Grant Bowman wrote:
[snip]
> My thought on this is that with Augment, the -design- I think is very
> good. There are thousands of man-hours involved in the design of this
> product. Its implementation may be a bit dated by today's standards,
> but its -design- I would say is good. The algorithms used may not
> change all that much on the back end. That's part of the point. Even
> if just used as a reference, I believe getting the code out would be
> tremendously useful and not cause any overhead.
>From the work I've done in Augment: absolutely agreed. Even
if the code won't port, the logic will -- and as Grant says, there
are a lot of man-hours in Augment (rather well-thought man-hours
at that).
I gather that Doug is *not* a "port Augment" maniac. He simply wants
solid architecture. He also expects it to morph once it hits the
wide world. In his exact words, "Let a thousand flowers bloom!"

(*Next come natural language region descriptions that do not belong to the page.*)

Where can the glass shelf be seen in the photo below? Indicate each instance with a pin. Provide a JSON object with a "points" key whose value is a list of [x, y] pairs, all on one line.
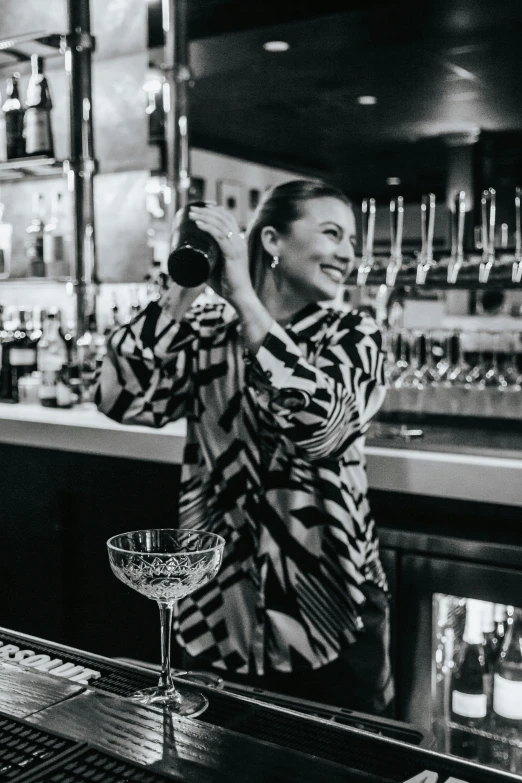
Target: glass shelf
{"points": [[36, 280], [23, 168]]}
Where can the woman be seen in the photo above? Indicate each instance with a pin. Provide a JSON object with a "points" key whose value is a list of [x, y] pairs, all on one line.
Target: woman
{"points": [[278, 391]]}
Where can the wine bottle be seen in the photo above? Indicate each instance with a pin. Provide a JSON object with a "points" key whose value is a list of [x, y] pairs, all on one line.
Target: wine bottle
{"points": [[18, 355], [506, 719], [443, 660], [501, 626], [56, 241], [488, 631], [34, 238], [468, 690], [52, 355], [14, 119], [38, 133]]}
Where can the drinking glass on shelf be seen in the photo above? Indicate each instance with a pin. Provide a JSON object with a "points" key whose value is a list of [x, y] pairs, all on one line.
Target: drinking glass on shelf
{"points": [[166, 565]]}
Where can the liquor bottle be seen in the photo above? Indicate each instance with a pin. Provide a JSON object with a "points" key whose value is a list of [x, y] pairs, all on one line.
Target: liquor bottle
{"points": [[18, 355], [501, 625], [56, 241], [3, 338], [468, 690], [52, 355], [38, 134], [6, 238], [443, 666], [34, 238], [14, 119], [488, 632], [506, 719]]}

Perhaps the two views line up nicely? Augment code/logic forming
a solid platform that can evolve into the future? With a solid
platform under our feet, we're in a much, much better position
to do a whole lot of very interesting coding over the next few
years.
(But surely Augment has been superceded? I don't think so. I've
been trotting the globe searching for XML advances. The state
of the art papers mostly point back to Doug and Ted Nelson.)